New Security Features
Like the version of IE that Microsoft shipped in XP SP2, IE 7.0's improvements will consist mostly of security-related features. One of these features will be an antiphishing technology. As Gates noted, "Some of the advances \[in IE 7.0\] include things focused on phishing, where people use URLs that appear to come from another location, things related to malware. So, \[that\] will be another important advance."

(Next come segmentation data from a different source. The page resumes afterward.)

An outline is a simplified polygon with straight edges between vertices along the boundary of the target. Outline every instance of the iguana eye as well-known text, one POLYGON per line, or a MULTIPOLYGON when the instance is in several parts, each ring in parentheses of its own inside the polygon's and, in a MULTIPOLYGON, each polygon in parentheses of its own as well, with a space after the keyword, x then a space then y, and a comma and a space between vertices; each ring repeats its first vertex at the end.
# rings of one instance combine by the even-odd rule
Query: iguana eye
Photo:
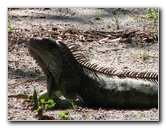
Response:
POLYGON ((57 51, 56 49, 53 50, 53 54, 54 54, 54 55, 56 55, 57 52, 58 52, 58 51, 57 51))
POLYGON ((49 61, 48 62, 48 68, 51 70, 51 71, 54 71, 54 70, 56 70, 56 65, 57 65, 57 62, 55 62, 55 61, 49 61))

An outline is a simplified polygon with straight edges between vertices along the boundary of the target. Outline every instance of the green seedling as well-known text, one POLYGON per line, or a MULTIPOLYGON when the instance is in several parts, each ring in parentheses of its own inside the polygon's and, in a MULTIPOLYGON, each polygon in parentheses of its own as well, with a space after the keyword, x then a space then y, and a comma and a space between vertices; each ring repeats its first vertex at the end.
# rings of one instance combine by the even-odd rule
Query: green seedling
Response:
POLYGON ((99 12, 96 12, 94 15, 95 20, 101 20, 99 12))
POLYGON ((14 30, 14 27, 11 25, 10 22, 8 22, 8 32, 9 32, 9 33, 12 33, 13 30, 14 30))
POLYGON ((68 111, 60 112, 59 117, 61 120, 71 120, 72 118, 69 115, 68 111))
POLYGON ((149 18, 153 19, 154 22, 158 20, 158 8, 148 8, 149 18))

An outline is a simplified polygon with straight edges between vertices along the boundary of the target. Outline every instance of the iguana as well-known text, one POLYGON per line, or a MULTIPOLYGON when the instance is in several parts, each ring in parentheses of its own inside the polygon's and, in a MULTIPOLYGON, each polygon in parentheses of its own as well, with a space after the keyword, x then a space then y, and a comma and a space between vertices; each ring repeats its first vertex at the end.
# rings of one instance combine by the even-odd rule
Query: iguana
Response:
POLYGON ((57 106, 73 101, 80 106, 158 107, 158 73, 118 72, 91 64, 72 43, 34 37, 28 45, 47 78, 44 96, 55 99, 57 106))

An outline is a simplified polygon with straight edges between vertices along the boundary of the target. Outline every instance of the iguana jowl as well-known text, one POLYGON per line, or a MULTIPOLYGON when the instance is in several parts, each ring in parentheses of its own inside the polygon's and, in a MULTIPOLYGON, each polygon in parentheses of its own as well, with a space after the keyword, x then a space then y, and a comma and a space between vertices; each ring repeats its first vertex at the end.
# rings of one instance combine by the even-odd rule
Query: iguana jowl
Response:
MULTIPOLYGON (((90 64, 74 44, 31 38, 32 57, 47 78, 48 97, 54 92, 77 105, 122 108, 158 107, 158 74, 117 72, 90 64)), ((57 103, 63 105, 64 101, 57 103)), ((63 107, 63 106, 62 106, 63 107)))

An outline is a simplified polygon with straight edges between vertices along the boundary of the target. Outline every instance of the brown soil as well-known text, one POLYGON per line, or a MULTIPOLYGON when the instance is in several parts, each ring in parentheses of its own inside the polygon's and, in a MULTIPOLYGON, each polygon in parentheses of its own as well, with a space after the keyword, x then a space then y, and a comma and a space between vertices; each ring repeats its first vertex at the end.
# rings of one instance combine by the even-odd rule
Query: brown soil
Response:
MULTIPOLYGON (((158 24, 149 17, 146 9, 136 8, 10 9, 9 22, 14 29, 10 28, 8 34, 8 95, 32 94, 34 87, 38 93, 46 90, 44 74, 29 55, 26 44, 35 34, 81 45, 91 63, 118 70, 158 72, 158 24), (108 33, 104 33, 106 37, 90 33, 82 39, 85 32, 92 30, 131 32, 131 35, 137 32, 132 38, 118 41, 114 40, 118 37, 107 39, 108 33), (64 33, 65 36, 62 36, 64 33)), ((8 98, 8 120, 39 119, 28 103, 23 101, 8 98)), ((71 120, 159 120, 157 108, 127 110, 85 107, 46 110, 43 114, 62 120, 59 114, 64 111, 68 112, 71 120)))

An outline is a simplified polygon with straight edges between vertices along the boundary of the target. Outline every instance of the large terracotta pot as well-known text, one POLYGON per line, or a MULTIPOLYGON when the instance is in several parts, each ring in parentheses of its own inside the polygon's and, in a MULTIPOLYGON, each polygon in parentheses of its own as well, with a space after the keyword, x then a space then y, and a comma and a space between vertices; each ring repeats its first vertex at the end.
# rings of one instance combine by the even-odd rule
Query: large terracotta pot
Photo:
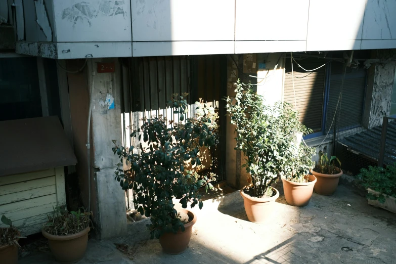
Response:
POLYGON ((6 245, 0 246, 0 262, 2 264, 18 263, 18 246, 6 245))
POLYGON ((73 235, 55 236, 42 229, 42 235, 48 239, 48 243, 56 260, 62 263, 74 263, 84 256, 88 243, 88 227, 73 235))
POLYGON ((307 183, 295 183, 282 177, 283 192, 287 203, 293 206, 305 206, 310 203, 316 177, 310 175, 307 183))
POLYGON ((184 232, 179 230, 177 234, 166 233, 159 237, 159 243, 164 253, 171 255, 181 254, 186 251, 191 238, 193 226, 197 222, 197 216, 193 212, 185 209, 178 209, 178 211, 187 213, 190 217, 193 217, 193 219, 184 225, 184 232))
POLYGON ((256 198, 252 197, 243 192, 241 189, 241 196, 243 198, 245 205, 245 211, 247 218, 251 222, 261 223, 271 218, 275 205, 275 200, 279 197, 279 192, 274 188, 271 187, 276 192, 272 197, 256 198))
POLYGON ((337 174, 322 174, 312 170, 311 172, 317 179, 314 189, 318 194, 321 195, 331 195, 337 189, 338 181, 342 175, 342 171, 339 168, 336 168, 338 172, 337 174))

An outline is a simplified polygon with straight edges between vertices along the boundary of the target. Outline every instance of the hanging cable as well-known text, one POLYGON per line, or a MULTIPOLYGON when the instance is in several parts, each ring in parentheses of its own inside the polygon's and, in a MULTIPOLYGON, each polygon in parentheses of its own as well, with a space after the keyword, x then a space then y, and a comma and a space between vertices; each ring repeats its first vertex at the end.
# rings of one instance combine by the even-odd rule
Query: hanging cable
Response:
MULTIPOLYGON (((340 91, 340 94, 338 96, 338 101, 337 102, 337 105, 335 107, 335 111, 334 112, 334 115, 333 116, 333 120, 331 121, 331 124, 330 124, 330 127, 329 127, 329 131, 327 131, 327 134, 326 135, 326 137, 325 137, 325 138, 323 139, 323 140, 322 141, 321 144, 319 144, 319 147, 320 147, 321 146, 322 146, 322 144, 323 144, 323 142, 325 142, 325 140, 327 138, 327 137, 329 136, 329 134, 330 131, 330 129, 331 128, 331 127, 333 126, 333 123, 334 122, 334 119, 335 119, 335 116, 337 114, 337 109, 338 108, 338 104, 339 103, 341 98, 342 98, 342 89, 344 87, 344 80, 345 80, 345 73, 346 73, 346 65, 345 64, 344 66, 344 74, 342 75, 342 79, 341 81, 341 90, 340 91)), ((341 112, 341 105, 340 105, 340 112, 341 112)), ((333 128, 333 129, 335 129, 335 127, 333 128)), ((335 139, 333 139, 333 140, 335 140, 335 139)))
POLYGON ((67 70, 63 68, 62 65, 61 65, 61 64, 59 63, 59 61, 58 60, 56 60, 57 63, 58 63, 58 66, 59 66, 59 68, 60 68, 61 69, 63 70, 65 72, 67 72, 68 73, 78 73, 79 72, 81 72, 82 70, 84 69, 84 68, 85 68, 85 65, 86 65, 86 62, 88 61, 87 59, 85 59, 85 61, 84 62, 84 64, 82 65, 82 66, 78 69, 78 70, 76 71, 69 71, 68 70, 67 70))
POLYGON ((291 55, 291 52, 290 52, 290 56, 291 56, 290 62, 291 62, 291 81, 293 82, 293 93, 294 94, 294 107, 296 109, 296 112, 297 112, 297 100, 296 99, 296 90, 294 89, 294 73, 293 73, 293 56, 291 55))
POLYGON ((290 57, 291 58, 292 60, 294 61, 294 62, 295 62, 296 64, 297 65, 298 65, 298 67, 299 67, 300 68, 301 68, 301 69, 302 69, 304 71, 307 71, 307 72, 314 71, 315 70, 317 70, 318 69, 320 69, 321 68, 322 68, 322 67, 323 67, 324 66, 326 65, 327 64, 328 64, 328 63, 329 63, 329 62, 330 62, 331 61, 331 60, 330 60, 330 61, 328 61, 327 62, 326 62, 326 63, 325 63, 324 64, 323 64, 323 65, 322 65, 321 66, 319 66, 319 67, 318 67, 318 68, 317 68, 316 69, 314 69, 313 70, 306 70, 306 69, 304 69, 303 68, 302 68, 302 67, 300 65, 299 65, 298 63, 297 63, 297 62, 295 61, 295 60, 294 60, 294 58, 293 58, 293 55, 292 55, 292 53, 291 52, 290 53, 290 57))

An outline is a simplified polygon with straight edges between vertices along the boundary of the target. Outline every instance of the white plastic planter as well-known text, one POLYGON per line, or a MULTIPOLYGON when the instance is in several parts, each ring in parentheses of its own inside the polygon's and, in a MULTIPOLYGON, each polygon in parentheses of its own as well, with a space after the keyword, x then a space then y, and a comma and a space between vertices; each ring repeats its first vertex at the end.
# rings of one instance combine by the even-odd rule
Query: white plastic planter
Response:
MULTIPOLYGON (((371 190, 370 188, 367 189, 367 191, 376 196, 380 194, 380 193, 371 190)), ((386 194, 384 194, 383 195, 385 196, 385 202, 384 203, 381 203, 378 200, 370 200, 370 199, 368 199, 367 201, 369 202, 369 204, 373 205, 375 207, 382 208, 396 213, 396 198, 386 195, 386 194)))

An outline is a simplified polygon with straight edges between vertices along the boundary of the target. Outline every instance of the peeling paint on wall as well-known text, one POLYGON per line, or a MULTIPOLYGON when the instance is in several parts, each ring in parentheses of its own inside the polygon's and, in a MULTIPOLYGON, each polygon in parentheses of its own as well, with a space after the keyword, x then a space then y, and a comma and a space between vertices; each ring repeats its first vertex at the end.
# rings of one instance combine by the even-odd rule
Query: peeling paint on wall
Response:
POLYGON ((108 109, 114 109, 114 98, 113 95, 108 93, 106 98, 103 98, 99 99, 99 106, 108 109))
POLYGON ((121 15, 125 19, 126 14, 123 7, 124 4, 122 1, 102 0, 96 8, 92 3, 81 2, 62 10, 62 19, 73 22, 73 28, 77 23, 84 21, 86 21, 91 27, 92 19, 101 14, 107 16, 121 15))
MULTIPOLYGON (((396 58, 396 50, 378 51, 378 58, 380 60, 389 58, 396 58)), ((381 123, 382 117, 389 115, 390 112, 395 67, 396 62, 391 61, 377 64, 375 69, 370 118, 380 119, 381 123)))
POLYGON ((42 31, 46 36, 47 41, 52 41, 52 29, 50 25, 48 14, 47 13, 43 0, 34 1, 34 7, 36 9, 36 17, 37 17, 36 22, 37 24, 40 27, 40 29, 42 31))

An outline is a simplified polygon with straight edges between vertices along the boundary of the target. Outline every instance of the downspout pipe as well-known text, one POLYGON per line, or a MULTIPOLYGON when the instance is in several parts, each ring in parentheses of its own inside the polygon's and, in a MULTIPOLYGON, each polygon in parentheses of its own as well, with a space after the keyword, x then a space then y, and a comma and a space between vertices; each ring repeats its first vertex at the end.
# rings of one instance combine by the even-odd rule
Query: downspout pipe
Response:
POLYGON ((92 111, 92 104, 93 104, 93 94, 94 93, 94 87, 95 84, 95 70, 94 68, 93 63, 92 63, 92 67, 91 67, 92 70, 92 77, 91 80, 91 91, 90 92, 90 103, 88 107, 88 121, 86 129, 86 158, 87 166, 88 173, 88 211, 91 211, 91 144, 90 144, 90 136, 91 136, 91 116, 92 111))

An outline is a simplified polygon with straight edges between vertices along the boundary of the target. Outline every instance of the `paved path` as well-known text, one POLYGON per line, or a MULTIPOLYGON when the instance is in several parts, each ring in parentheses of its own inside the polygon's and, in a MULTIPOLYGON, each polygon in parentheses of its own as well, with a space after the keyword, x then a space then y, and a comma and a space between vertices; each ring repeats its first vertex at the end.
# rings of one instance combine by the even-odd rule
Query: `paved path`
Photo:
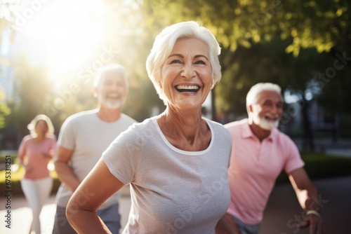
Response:
MULTIPOLYGON (((313 181, 319 189, 323 207, 322 215, 329 234, 351 233, 351 177, 319 179, 313 181)), ((54 196, 50 198, 41 212, 43 233, 51 233, 55 215, 54 196)), ((4 220, 5 200, 0 198, 0 216, 4 220)), ((27 234, 31 221, 30 209, 23 198, 11 200, 11 229, 0 222, 0 233, 27 234)), ((120 201, 122 226, 126 223, 131 206, 130 198, 124 195, 120 201)), ((301 209, 290 184, 277 186, 270 198, 259 234, 307 234, 307 230, 298 230, 295 219, 301 216, 301 209)))

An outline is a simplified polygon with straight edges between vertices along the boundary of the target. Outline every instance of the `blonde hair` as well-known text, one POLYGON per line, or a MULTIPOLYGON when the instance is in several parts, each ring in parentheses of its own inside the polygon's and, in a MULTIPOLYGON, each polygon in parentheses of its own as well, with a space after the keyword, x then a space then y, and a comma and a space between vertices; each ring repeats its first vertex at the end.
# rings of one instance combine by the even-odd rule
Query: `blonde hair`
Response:
POLYGON ((155 39, 154 45, 146 60, 147 75, 161 99, 165 102, 162 90, 159 87, 161 69, 178 39, 195 38, 204 41, 208 47, 209 60, 212 67, 212 87, 221 78, 220 64, 218 55, 220 47, 213 34, 206 27, 194 21, 182 22, 165 27, 155 39))
POLYGON ((39 121, 45 121, 48 125, 48 132, 46 132, 46 135, 53 135, 55 129, 50 118, 44 114, 39 114, 35 116, 34 118, 33 118, 33 120, 27 125, 27 128, 29 130, 31 136, 32 137, 37 137, 37 132, 35 132, 35 126, 39 121))

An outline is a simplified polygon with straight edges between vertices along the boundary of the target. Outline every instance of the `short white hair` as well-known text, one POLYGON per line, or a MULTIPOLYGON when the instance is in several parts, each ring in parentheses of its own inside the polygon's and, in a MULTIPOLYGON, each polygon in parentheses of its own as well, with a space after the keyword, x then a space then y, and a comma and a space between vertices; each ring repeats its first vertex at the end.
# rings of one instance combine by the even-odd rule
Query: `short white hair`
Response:
POLYGON ((119 64, 110 64, 101 67, 98 71, 95 78, 94 87, 98 87, 101 84, 101 81, 104 80, 105 76, 107 73, 114 73, 116 74, 122 76, 124 79, 124 85, 126 87, 126 89, 128 89, 127 73, 126 71, 126 69, 124 69, 124 67, 119 64))
POLYGON ((218 83, 221 78, 220 64, 218 55, 220 47, 213 34, 206 27, 200 26, 194 21, 178 22, 165 27, 157 35, 150 53, 146 60, 147 75, 159 95, 165 102, 162 90, 159 86, 161 70, 167 57, 172 51, 174 44, 181 38, 194 38, 204 41, 208 48, 209 60, 212 67, 212 87, 218 83))
POLYGON ((281 97, 282 89, 280 86, 272 83, 258 83, 252 86, 246 95, 246 106, 253 104, 257 104, 258 95, 263 91, 272 91, 277 92, 281 97))
POLYGON ((38 123, 39 121, 43 121, 46 123, 46 125, 48 126, 48 132, 46 135, 53 135, 55 132, 55 128, 53 128, 53 123, 50 118, 44 114, 39 114, 33 118, 33 120, 27 125, 27 128, 29 130, 30 135, 32 137, 37 137, 37 134, 35 132, 35 126, 38 123))

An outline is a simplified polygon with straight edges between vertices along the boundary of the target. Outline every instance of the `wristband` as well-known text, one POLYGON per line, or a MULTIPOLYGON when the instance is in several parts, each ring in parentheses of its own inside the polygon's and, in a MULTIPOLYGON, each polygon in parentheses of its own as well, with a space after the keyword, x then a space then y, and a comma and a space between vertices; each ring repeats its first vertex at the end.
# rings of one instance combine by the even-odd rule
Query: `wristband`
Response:
POLYGON ((313 210, 313 209, 310 209, 310 210, 307 210, 306 212, 306 215, 309 215, 309 214, 314 214, 315 216, 318 216, 318 217, 321 217, 321 214, 318 213, 317 212, 316 212, 315 210, 313 210))

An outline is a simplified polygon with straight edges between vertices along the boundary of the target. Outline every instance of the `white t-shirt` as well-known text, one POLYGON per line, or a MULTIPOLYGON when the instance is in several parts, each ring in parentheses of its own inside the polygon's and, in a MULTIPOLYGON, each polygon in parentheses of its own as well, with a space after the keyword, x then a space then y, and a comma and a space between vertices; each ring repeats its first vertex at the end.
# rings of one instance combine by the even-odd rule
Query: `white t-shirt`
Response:
POLYGON ((131 184, 123 233, 215 233, 230 199, 231 137, 222 125, 206 121, 212 136, 201 151, 174 147, 153 117, 133 125, 103 153, 112 174, 131 184))
MULTIPOLYGON (((70 166, 81 181, 110 144, 134 123, 135 120, 123 113, 118 121, 110 123, 102 121, 97 115, 97 110, 79 112, 67 118, 63 123, 58 145, 73 150, 70 166)), ((58 205, 65 207, 72 194, 62 183, 56 195, 58 205)), ((100 209, 117 204, 118 196, 114 195, 100 209)))

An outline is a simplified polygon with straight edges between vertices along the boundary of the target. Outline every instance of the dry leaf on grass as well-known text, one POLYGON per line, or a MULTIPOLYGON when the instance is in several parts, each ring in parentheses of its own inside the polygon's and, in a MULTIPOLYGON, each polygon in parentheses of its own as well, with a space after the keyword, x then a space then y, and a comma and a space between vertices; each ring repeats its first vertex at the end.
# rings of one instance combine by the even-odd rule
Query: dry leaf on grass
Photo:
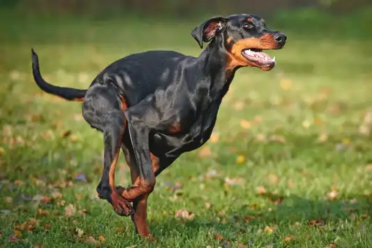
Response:
POLYGON ((327 194, 327 199, 333 201, 337 197, 337 192, 335 189, 331 190, 327 194))
POLYGON ((246 120, 241 120, 240 121, 240 126, 244 129, 250 129, 252 125, 246 120))
POLYGON ((88 237, 88 238, 87 239, 86 242, 87 244, 89 244, 89 245, 93 245, 96 247, 101 247, 101 243, 99 242, 99 241, 96 240, 96 239, 94 237, 92 237, 92 236, 88 237))
POLYGON ((49 215, 50 215, 50 212, 49 212, 46 209, 41 209, 41 208, 38 209, 38 213, 42 216, 48 216, 49 215))
POLYGON ((227 185, 243 185, 244 184, 244 179, 243 178, 225 178, 225 184, 227 185))
POLYGON ((217 143, 220 139, 220 135, 217 133, 213 133, 209 138, 209 142, 211 143, 217 143))
POLYGON ((279 178, 278 176, 274 173, 269 173, 267 175, 267 177, 271 179, 271 182, 275 184, 279 183, 279 178))
POLYGON ((72 217, 75 212, 76 209, 73 204, 68 204, 65 207, 65 217, 68 218, 72 217))
POLYGON ((325 226, 326 220, 325 219, 319 218, 319 219, 314 219, 308 221, 308 224, 310 226, 325 226))
POLYGON ((265 189, 265 187, 263 187, 263 186, 259 187, 257 189, 257 193, 258 193, 258 194, 265 194, 265 193, 266 193, 266 189, 265 189))
POLYGON ((246 157, 243 155, 239 155, 237 157, 237 164, 243 164, 246 162, 246 157))
POLYGON ((80 228, 75 229, 75 232, 76 235, 77 235, 77 237, 79 237, 79 238, 82 238, 82 235, 84 235, 84 231, 82 231, 80 228))
POLYGON ((211 150, 211 148, 207 146, 202 148, 202 149, 200 149, 200 151, 199 152, 200 158, 211 157, 211 155, 212 152, 211 150))
POLYGON ((180 209, 176 211, 176 217, 183 220, 193 220, 195 218, 195 214, 191 212, 188 212, 186 209, 180 209))

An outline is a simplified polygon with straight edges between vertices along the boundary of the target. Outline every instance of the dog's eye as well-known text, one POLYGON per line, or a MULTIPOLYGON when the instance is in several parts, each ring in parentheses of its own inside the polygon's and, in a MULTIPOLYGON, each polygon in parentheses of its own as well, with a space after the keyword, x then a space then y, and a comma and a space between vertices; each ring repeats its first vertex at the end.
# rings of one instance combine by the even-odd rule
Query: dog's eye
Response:
POLYGON ((249 23, 245 24, 243 26, 248 30, 251 30, 253 28, 253 25, 250 24, 249 23))

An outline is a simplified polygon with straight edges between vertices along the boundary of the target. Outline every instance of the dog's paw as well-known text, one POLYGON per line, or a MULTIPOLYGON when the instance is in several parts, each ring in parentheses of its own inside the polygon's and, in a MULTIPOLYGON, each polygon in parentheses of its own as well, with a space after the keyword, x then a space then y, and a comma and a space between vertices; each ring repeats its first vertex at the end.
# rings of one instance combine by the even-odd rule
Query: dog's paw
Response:
POLYGON ((120 216, 129 216, 134 214, 134 210, 131 203, 124 199, 117 192, 111 194, 111 201, 114 210, 120 216))

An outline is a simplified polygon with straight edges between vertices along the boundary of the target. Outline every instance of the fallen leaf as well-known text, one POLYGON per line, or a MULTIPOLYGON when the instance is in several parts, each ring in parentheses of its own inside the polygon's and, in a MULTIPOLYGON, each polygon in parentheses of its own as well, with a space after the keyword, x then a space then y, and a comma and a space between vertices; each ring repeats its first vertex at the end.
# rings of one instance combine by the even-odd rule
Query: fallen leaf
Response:
POLYGON ((327 194, 327 198, 328 200, 333 201, 337 197, 337 192, 336 190, 332 190, 327 194))
POLYGON ((225 184, 228 185, 242 185, 244 184, 244 179, 243 178, 225 178, 225 184))
POLYGON ((195 218, 195 214, 191 212, 188 212, 186 209, 180 209, 176 211, 176 217, 186 219, 186 220, 193 220, 195 218))
POLYGON ((308 223, 310 226, 325 226, 326 220, 325 219, 322 219, 322 218, 314 219, 309 220, 308 223))
POLYGON ((258 189, 257 189, 257 193, 258 194, 265 194, 266 193, 266 189, 263 186, 259 187, 258 189))
POLYGON ((204 176, 205 179, 207 180, 210 179, 211 178, 216 178, 218 176, 218 173, 214 169, 211 169, 210 170, 207 171, 204 176))
POLYGON ((237 247, 237 248, 247 248, 248 247, 248 245, 246 245, 237 241, 235 241, 235 247, 237 247))
POLYGON ((15 242, 20 241, 16 235, 12 235, 8 238, 8 241, 10 242, 15 242))
POLYGON ((242 164, 246 161, 246 157, 244 155, 239 155, 237 157, 237 164, 242 164))
POLYGON ((99 241, 96 240, 96 239, 92 236, 89 236, 86 242, 89 245, 93 245, 96 247, 99 247, 101 246, 99 241))
POLYGON ((311 125, 311 123, 308 120, 305 120, 302 122, 302 126, 305 128, 308 128, 311 125))
POLYGON ((79 138, 77 138, 77 136, 75 134, 70 136, 70 140, 73 142, 77 141, 78 139, 79 138))
POLYGON ((362 135, 368 136, 371 133, 371 130, 366 125, 361 125, 359 127, 359 132, 362 135))
POLYGON ((50 224, 45 224, 44 225, 44 231, 47 232, 49 231, 49 229, 50 229, 50 224))
POLYGON ((13 233, 17 235, 17 237, 22 237, 22 233, 18 230, 13 230, 13 233))
POLYGON ((211 148, 207 146, 204 146, 199 152, 199 157, 203 158, 211 157, 211 154, 212 153, 211 148))
POLYGON ((211 135, 211 137, 209 138, 209 141, 211 143, 217 143, 218 142, 218 140, 220 139, 220 136, 218 134, 213 133, 211 135))
POLYGON ((251 123, 246 120, 240 121, 240 126, 244 129, 250 129, 251 125, 251 123))
POLYGON ((278 176, 275 174, 269 173, 267 175, 267 177, 269 178, 275 184, 278 184, 279 183, 279 178, 278 178, 278 176))
POLYGON ((273 135, 270 137, 269 141, 271 142, 285 144, 285 138, 283 136, 273 135))
POLYGON ((73 204, 68 204, 65 207, 65 217, 69 218, 72 217, 75 212, 76 210, 73 204))
POLYGON ((239 110, 242 110, 244 108, 244 102, 243 101, 237 101, 234 104, 234 109, 235 109, 235 110, 239 111, 239 110))
POLYGON ((75 229, 75 232, 76 235, 77 235, 77 237, 79 237, 79 238, 82 238, 82 235, 84 235, 84 231, 82 231, 80 228, 75 229))
POLYGON ((47 215, 50 215, 50 212, 49 212, 46 209, 38 208, 38 214, 40 215, 42 215, 42 216, 47 216, 47 215))
POLYGON ((258 142, 265 142, 266 141, 266 135, 264 134, 258 134, 255 136, 255 140, 258 142))
POLYGON ((71 130, 66 130, 62 132, 62 134, 61 134, 61 137, 66 138, 69 137, 70 134, 71 134, 71 130))
POLYGON ((320 143, 323 143, 327 141, 327 139, 328 136, 327 135, 327 134, 323 133, 319 136, 319 137, 318 138, 318 141, 320 143))

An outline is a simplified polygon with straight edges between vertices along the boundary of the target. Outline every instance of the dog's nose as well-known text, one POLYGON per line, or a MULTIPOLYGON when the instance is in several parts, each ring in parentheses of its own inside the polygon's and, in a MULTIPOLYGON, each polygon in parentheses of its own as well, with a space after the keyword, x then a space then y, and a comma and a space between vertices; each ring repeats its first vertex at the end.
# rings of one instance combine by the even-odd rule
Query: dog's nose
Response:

IE 7.0 will also include an IP traffic encryption capability that will help prevent electronic eavesdroppers from modifying data before it reaches your machine or silently redirecting you to malicious servers. "It makes sure that the traffic is encrypted, so there is no eavesdropping or modification that can take place, but it also makes absolutely sure through the use of certificates that the machine that you're connected to is the machine that you want to be able to connect to," Gates noted. Microsoft is also overhauling the IE security zones in IE 7.0 to be more secure and to prevent cross-zone spoofing.
Tabbed Browsing and More
Like Mozilla Firefox and other browsers, IE 7.0 will feature a vastly simplified UI and much-requested features such as tabbed browsing, inline search, RSS discovery and viewing, and shrink-to-fit printing. For Web developers, IE 7.0 will be more compliant with Web standards but will still not be as developer-friendly as Firefox. Specifically, IE 7.0 will finally support transparent Portable Networks Graphics (PNG) files, provide a more consistent Cascading Style Sheets (CSS) implementation, support CSS positioning, and support the Internationalized Domain Name (IDN) standard. However, Microsoft recognizes that much more work remains to be done and will continue to make improvements in the IE version that ships with Longhorn as well as in IE 8.0.
Timing and Availability
Microsoft will ship the first of two public IE 7.0 betas by mid-2005 and hopes to ship the product by late 2005. The company currently plans to support only XP Pro x64, Windows 2003 SP1, and XP SP2. However, corporate customers are already complaining that IE 7.0 should run on Windows 2000 as well, so Microsoft is investigating that possibility. The company won't ship a new version of Microsoft Outlook Express with IE 7.0; the next major revision to Outlook Express will appear in Longhorn.
Recommendations
Early information about IE 7.0 suggests that it will do much to dampen excitement about the open-source Mozilla Firefox alternative. And, of course, its inclusion in the next major Windows version will ensure that IE continues as the most widely used Web browser. Whether IE 7.0 will provide any technological improvements over Firefox, however, remains to be seen. Also unknown at this time is whether IE 7.0 will do enough to overcome IE's inherent insecurity. My advice is to wait and see on IE 7.0: At the very least, it should prove to be more secure than IE 6.0.